Note: Tab spacing won't appear on the Cell

• Here's a link to the Excel help for the CHAR function. Here's the table of values that you can use on Windows and on Mac via Wikipedia. It is important to note that the results may be different on each OS. – Elliott Jun 11 '17 at 17:23

You could try adding newline and tabs yourself, as just another text element:

=CONCATENATE("Today is", Chr(13), Chr(9), "verry", Chr(13), Chr(9), "beautiful"


whereas Chr(13) produces a newline and Chr(9) a tab.

• Sorry Boy's Rules, Char(13) is a carriage return, not new line.
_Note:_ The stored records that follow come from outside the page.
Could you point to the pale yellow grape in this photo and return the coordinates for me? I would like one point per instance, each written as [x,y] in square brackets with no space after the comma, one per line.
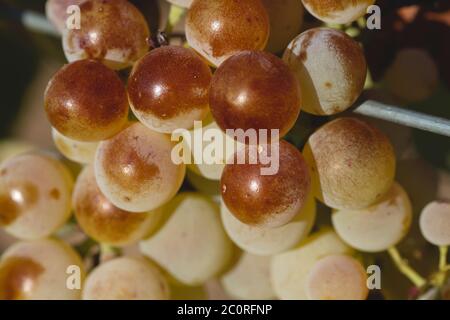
[286,19]
[126,278]
[35,192]
[413,75]
[337,11]
[289,270]
[37,270]
[192,245]
[77,151]
[269,241]
[379,227]
[330,67]
[337,277]
[135,171]
[249,278]
[352,163]
[435,223]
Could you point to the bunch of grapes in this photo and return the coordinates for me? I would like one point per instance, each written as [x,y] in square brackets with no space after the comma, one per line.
[151,228]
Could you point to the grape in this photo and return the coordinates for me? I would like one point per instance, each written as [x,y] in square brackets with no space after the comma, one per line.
[218,29]
[134,169]
[266,200]
[104,222]
[36,270]
[192,245]
[77,151]
[255,90]
[413,76]
[435,223]
[56,11]
[290,270]
[286,19]
[86,101]
[337,277]
[379,227]
[337,11]
[352,163]
[263,241]
[330,67]
[35,194]
[126,278]
[249,278]
[168,89]
[112,31]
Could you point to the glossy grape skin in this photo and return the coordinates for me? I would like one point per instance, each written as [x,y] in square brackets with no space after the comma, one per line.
[35,194]
[86,101]
[378,227]
[126,278]
[286,19]
[168,89]
[264,241]
[337,277]
[266,200]
[337,11]
[199,247]
[255,90]
[331,69]
[352,163]
[435,223]
[37,270]
[134,169]
[218,29]
[103,221]
[112,31]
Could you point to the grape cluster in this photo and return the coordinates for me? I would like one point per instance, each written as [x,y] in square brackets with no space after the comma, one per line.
[259,235]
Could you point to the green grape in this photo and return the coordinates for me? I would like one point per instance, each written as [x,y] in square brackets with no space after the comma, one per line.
[126,278]
[192,245]
[37,270]
[35,192]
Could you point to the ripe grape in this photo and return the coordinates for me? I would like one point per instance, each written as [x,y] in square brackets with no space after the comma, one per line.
[218,29]
[413,76]
[192,245]
[337,277]
[265,242]
[337,11]
[378,227]
[77,151]
[286,19]
[35,194]
[435,223]
[255,90]
[330,67]
[266,200]
[134,169]
[56,12]
[86,101]
[112,31]
[290,270]
[103,221]
[352,163]
[249,278]
[126,278]
[37,270]
[168,89]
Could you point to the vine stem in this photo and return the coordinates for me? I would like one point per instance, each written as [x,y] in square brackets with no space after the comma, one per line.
[404,268]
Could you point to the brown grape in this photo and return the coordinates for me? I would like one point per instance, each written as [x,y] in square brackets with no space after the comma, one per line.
[255,90]
[168,89]
[218,29]
[86,101]
[266,200]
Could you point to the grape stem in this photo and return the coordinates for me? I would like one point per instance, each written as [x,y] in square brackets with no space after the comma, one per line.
[404,268]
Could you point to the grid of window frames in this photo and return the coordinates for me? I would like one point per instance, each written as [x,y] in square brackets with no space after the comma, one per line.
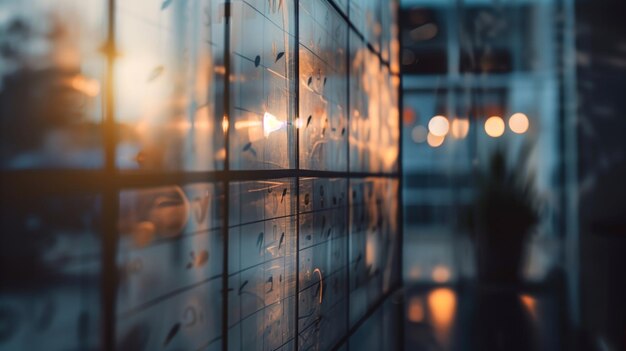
[199,174]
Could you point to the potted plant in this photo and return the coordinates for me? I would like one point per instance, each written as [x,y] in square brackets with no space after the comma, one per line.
[504,213]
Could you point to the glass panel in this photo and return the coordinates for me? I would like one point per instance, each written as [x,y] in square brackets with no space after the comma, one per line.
[262,266]
[50,259]
[169,85]
[171,261]
[322,314]
[51,73]
[323,88]
[374,247]
[262,84]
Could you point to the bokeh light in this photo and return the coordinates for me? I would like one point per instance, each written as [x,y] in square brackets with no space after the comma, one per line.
[494,126]
[459,128]
[439,126]
[419,134]
[518,123]
[434,140]
[441,274]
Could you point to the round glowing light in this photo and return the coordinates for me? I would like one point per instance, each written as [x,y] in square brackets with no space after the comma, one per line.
[434,140]
[459,128]
[271,124]
[441,274]
[494,126]
[419,134]
[518,123]
[439,126]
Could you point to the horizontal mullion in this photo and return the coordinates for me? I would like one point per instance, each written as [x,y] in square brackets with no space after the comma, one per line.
[36,182]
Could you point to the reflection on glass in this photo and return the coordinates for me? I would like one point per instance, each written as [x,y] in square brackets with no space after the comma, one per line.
[323,263]
[494,126]
[262,266]
[170,264]
[51,73]
[373,247]
[262,84]
[323,88]
[374,114]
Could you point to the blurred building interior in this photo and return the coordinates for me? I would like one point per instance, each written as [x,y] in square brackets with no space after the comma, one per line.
[312,175]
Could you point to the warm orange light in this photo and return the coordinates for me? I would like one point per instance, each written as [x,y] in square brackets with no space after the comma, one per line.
[271,124]
[530,303]
[297,123]
[518,123]
[459,128]
[494,126]
[247,124]
[220,70]
[317,270]
[441,274]
[438,126]
[415,272]
[434,141]
[419,134]
[89,87]
[442,306]
[225,124]
[416,310]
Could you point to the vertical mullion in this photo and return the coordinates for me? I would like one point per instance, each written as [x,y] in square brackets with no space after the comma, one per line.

My bad – boretom Mar 28 '12 at 19:10

This post is old, but I wasn't able to find any satisfying answer to this question anywhere on Google, hence here's what I've come up with:

=CONCAT("Today is";CHAR(10);REPT(CHAR(1);2);"very";CHAR(10);REPT(CHAR(1);2);"beautiful")


will display as:

...which is more or less like this:

Today is
very
beautiful


CHAR(1) is the unprintable "Start of Heading" character in the ASCII system

Microsoft Office 365 ProPlus

You can also use "&" chars to concatenate text in Excel, as below:

The clause: =CONCATENATE(A1,CHAR(10),CHAR(9),B1,CHAR(10),CHAR(9),C1) could be written as:

 =A1&CHAR(10)&CHAR(9)&B1&CHAR(10)&CHAR(9)&C1


This form will be interesting when CONCATENATE overflows (it has a limit of entries).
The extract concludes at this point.